I've tried using various databases (Pinecone, Vespa, Weaviate, and Qdrant, and of course OpenSearch) for rudimentary vector search with a pure Python HTTP client (see blog post and accompanying code).
I found the OpenSearch API to be one of the easiest to use, but not the easiest, and felt like k-nn is not a 1st class citizen in OpenSearch (after all it's a plugin). Some examples of things I disliked as a new user are 1) needing to create a mapping that is knn=True, 2) having to nest k-nn queries under knn, 3) inconsistencies with the rest of OpenSearch with features such as post_filter, 4) the need for keywords such as bool and must that make the query extra verbose, and 5) required mental overhead of what features work and don't work depending on the algorithm or knn implementation (Lucene, nmslib, faiss) chosen.
Are these real problems? Do you know of other problems?
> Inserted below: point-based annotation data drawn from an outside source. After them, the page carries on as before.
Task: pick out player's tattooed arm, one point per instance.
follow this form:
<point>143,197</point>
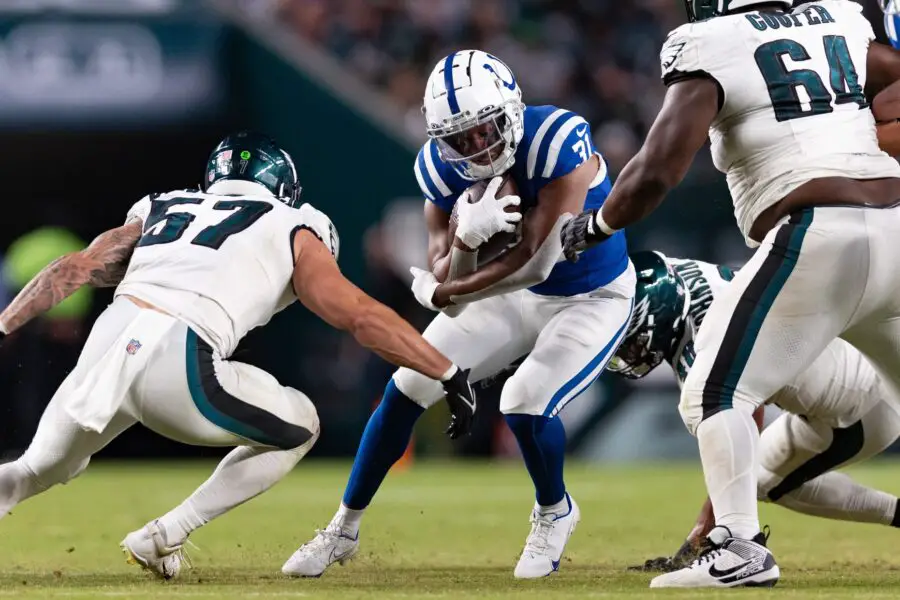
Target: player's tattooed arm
<point>530,261</point>
<point>882,70</point>
<point>102,264</point>
<point>678,133</point>
<point>320,286</point>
Looking for your feedback!
What solution would you like?
Design a brand new API that is not backwards compatible with the current k-nn API.
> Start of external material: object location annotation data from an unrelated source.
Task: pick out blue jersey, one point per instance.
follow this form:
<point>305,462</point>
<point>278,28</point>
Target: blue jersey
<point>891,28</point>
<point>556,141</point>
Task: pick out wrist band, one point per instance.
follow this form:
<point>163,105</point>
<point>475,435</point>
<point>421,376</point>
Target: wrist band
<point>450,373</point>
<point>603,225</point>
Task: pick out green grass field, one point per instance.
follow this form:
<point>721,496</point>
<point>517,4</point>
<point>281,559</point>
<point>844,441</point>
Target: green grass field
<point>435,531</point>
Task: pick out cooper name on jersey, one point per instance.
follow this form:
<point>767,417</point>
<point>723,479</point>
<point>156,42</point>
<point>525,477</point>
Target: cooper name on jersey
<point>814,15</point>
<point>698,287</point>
What alternatives have you considered?
https://github.com/opensearch-project/k-NN/issues/969: Simplify developer onboarding to k-nn (vector search)
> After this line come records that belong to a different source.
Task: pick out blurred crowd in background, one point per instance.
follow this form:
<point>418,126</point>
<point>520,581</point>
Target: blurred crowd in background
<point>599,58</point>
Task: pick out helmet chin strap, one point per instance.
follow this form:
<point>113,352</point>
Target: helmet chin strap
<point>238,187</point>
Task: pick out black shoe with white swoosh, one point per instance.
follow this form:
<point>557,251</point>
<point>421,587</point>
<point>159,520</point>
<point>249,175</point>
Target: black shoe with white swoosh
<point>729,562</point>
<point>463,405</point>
Do you have any additional context?
A new API has some pros and cons.
Pros:
- Different from OpenSearch.
- Vector-first, ie. traditional search support secondary or none at all needed.
- Easier to get started in vector-only scenarios.
Cons:
- Not enough evidence that the problems described above are significant enough for users.
- Two APIs aren't aligned with one OpenSearch product long term.
- Duplicates functionality with an existing, stable and proven, k-NN API.
- Not backwards or forward compatible with existing k-NN API.
- Will cause users to have to migrate from simple to advanced API to use advanced features.
- Will require addition to all existing clients.